I paused and leaned against a wall, catching my breath and trying to shake off whatever it was that plagued me. My heart kept fluttering behind my ribs as if I’d started to sprint rather than come to a halt. Each part of me seemed fragile, somehow brittle. My hands looked wrong, too white, too light. I started to run again, accelerating, any fatigue left behind. Spare energy boiled off my skin, rattled through me, set my teeth buzzing in their sockets, my hair seeming to float up around my head. Something was wrong with me, broken; I couldn’t slow down if I wanted to.
Ahead the street forked, starlight offering just the lines of the building that divided the way. I veered from one side of the street to the other, unsure which path to follow. Moving to the left made me worse, my speed increasing, sprinting, my hands almost glowing as they pumped, head aching, ready to split, bright light fracturing across my vision. Veering right restored a touch of normality. I took the right fork. Suddenly I knew the direction. Something had been tugging at me since I picked myself up off the cobbles. Now, as if a lamp had been lit, I knew the direction of its pull. If I turned from it, then whatever malady afflicted me grew worse. Head towards it and the symptoms eased. I had a direction.
What the destination might be I couldn’t say.
It seemed to be my day for charging headlong down the streets of Vermillion. My path now followed the gentle gradient towards the Seleen where she eased her slow passage through the city. I started to pass the markets and cargo bays behind the great warehouses that fronted the river docks. Even at this hour men moved back and forth, hauling crates from mule-drawn trolleys, loading wagons, labouring by the mean light of lanterns to push the stuff of commerce through Vermillion’s narrow veins.

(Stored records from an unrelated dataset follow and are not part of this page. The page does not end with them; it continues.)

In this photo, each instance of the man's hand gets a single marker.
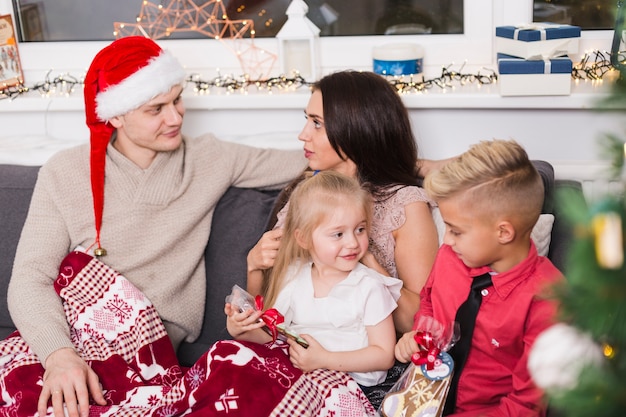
(68, 379)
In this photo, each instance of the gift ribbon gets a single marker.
(271, 317)
(540, 27)
(428, 356)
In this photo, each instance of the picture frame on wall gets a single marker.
(11, 73)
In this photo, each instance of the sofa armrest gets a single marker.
(16, 189)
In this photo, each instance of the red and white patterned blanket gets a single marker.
(118, 332)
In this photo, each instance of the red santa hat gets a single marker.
(123, 76)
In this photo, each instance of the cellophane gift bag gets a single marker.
(422, 389)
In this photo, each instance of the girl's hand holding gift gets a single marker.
(307, 359)
(406, 347)
(240, 322)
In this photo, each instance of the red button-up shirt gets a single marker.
(496, 380)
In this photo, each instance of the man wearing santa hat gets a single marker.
(141, 197)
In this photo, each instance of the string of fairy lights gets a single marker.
(593, 66)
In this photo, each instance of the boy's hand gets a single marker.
(238, 323)
(406, 347)
(307, 359)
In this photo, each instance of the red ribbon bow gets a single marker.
(428, 355)
(270, 317)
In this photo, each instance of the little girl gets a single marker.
(339, 306)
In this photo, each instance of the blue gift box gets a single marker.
(537, 40)
(522, 77)
(538, 32)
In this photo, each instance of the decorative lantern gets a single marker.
(298, 42)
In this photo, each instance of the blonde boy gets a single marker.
(490, 198)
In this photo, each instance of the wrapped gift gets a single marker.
(523, 77)
(422, 388)
(537, 40)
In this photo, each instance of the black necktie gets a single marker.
(466, 317)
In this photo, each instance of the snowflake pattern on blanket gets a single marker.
(115, 328)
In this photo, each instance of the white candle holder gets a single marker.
(298, 48)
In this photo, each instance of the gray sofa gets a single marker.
(240, 219)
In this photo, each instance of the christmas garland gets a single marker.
(593, 66)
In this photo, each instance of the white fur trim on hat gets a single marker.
(158, 77)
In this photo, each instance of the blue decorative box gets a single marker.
(522, 77)
(537, 40)
(398, 59)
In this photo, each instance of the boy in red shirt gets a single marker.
(490, 198)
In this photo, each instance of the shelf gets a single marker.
(584, 95)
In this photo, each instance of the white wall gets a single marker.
(562, 130)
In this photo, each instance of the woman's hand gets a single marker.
(68, 379)
(406, 347)
(260, 258)
(263, 254)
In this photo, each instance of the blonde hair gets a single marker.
(311, 203)
(496, 177)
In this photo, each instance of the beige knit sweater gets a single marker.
(156, 224)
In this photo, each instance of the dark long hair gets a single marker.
(367, 122)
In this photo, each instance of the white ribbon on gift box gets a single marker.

My path took me across a deserted marketplace smelling of fish and fetched me up against a wide expanse of wall, one of the city’s most ancient buildings, now co-opted into service as a docks warehouse. The thing stretched a hundred yards and more both left and right, and I had no interest in either direction. Forwards. My route lay straight ahead. That’s where the pull came from. A broad-planked door cracked open a few yards off and without thought I was there, yanking it wide, slipping past the bewildered menial with his hand still trying to push. A corridor ran ahead, going my way, and I gave chase. Shouts from behind as men startled into action and tried to catch me. Builder-globes burned here, shedding the cold white light of the ancients. I hadn’t realized quite how old the structure was. I charged on regardless, flashing past archway after archway each opening on to Builder-lit galleries, all packed with green-laden benches and walled with shelf upon shelf of many-leaved plants. When, about halfway through the width of the warehouse, a plank-built door opened, slamming out into my path, all I had time to think before blacking out was that hitting Snorri ver Snagason had hurt more.
• • •
I came back to consciousness lying horizontal once again, and hurting in so many places that I missed out the blissful ignorance stage and went directly into the asking of stupid questions.
“Where am I?” Nasal and hesitant.
The bright but flickering light and the faint unnatural whine helped me to remember. Somewhere with Builder-globes. I made to sit up and found myself tied to a table. “Help!” A little louder. Panicked, I tested my strength against the ropes and found no give in them. “Help!”
“Best save your breath!” The voice came from the shadows by the door. I squinted. A thickset ruffian leaned against the wall, looking back at me.
“I’m Prince Jalan! I’ll have your fucking head for this! Untie these ropes.”
“Yeah, that’s not going to happen.” He leaned forwards, chewing something, the flickering light gleaming on his baldness.
“I’m Prince Jalan! Don’t you recognize me?”
“Like I know what the princes look like. I don’t even know the princes’ names! Far as I’m concerned you’re some toff who got juiced up and went swimming in a sewer. Just your bad luck to end up here. Horace, though, he did seem to know you from somewhere. Told me to keep you here and off he went. ‘Keep an eye on that one, Daveet,’ he said. ‘Keep a good watch.’ You must be some kind of important or you’d be floating down the river by now with your throat cut.”
“Kill me and my grandmother will raze this quarter to the ground.” A blatant lie, but, spoken with conviction, it made me feel better. “I’m a rich man. Let me go and I’ll see you’re fixed up for life.” I’ll admit I have a gift for lying. I sound least convincing when I tell the truth.